Monday dawned warm and rainless. Aurelio Escovar, a dentist without a
degree, and a very early riser, opened his office at six. He took some
false teeth, still mounted in their plaster mold, out of the glass case
and put on the table a fistful of instruments which he arranged in size
order, as if they were on display. He wore a collarless striped shirt,
closed at the neck with a golden stud, and pants held up by suspenders
He was erect and skinny, with a look that rarely corresponded to the
situation, the way deaf people have of looking.

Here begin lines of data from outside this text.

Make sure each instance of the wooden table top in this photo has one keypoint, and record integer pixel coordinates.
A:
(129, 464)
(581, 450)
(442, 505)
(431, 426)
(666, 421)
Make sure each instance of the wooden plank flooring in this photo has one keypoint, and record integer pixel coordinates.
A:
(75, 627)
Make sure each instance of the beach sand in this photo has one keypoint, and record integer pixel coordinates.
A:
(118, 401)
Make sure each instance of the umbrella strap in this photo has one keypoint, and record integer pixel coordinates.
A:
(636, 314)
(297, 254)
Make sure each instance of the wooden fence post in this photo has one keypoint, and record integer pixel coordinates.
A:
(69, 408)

When he had things arranged on the table, he pulled the drill toward
the dental chair and sat down to polish the false teeth. He seemed not
to be thinking about what he was doing, but worked steadily, pumping the
drill with his feet, even when he didn't need it.
After eight he stopped for a while to look at the sky through the
window, and he saw two pensive buzzards who were drying themselves in
the sun on the ridgepole of the house next door. He went on working with
the idea that before lunch it would rain again. The shrill voice of his
elevenyear-old son interrupted his concentration.
"The Mayor wants to know if you'll pull his tooth."
"Tell him I'm not here."
He was polishing a gold tooth. He held it at arm's length, and
examined it with his eyes half closed. His son shouted again from the
little waiting room.
"He says you are, too, because he can hear you."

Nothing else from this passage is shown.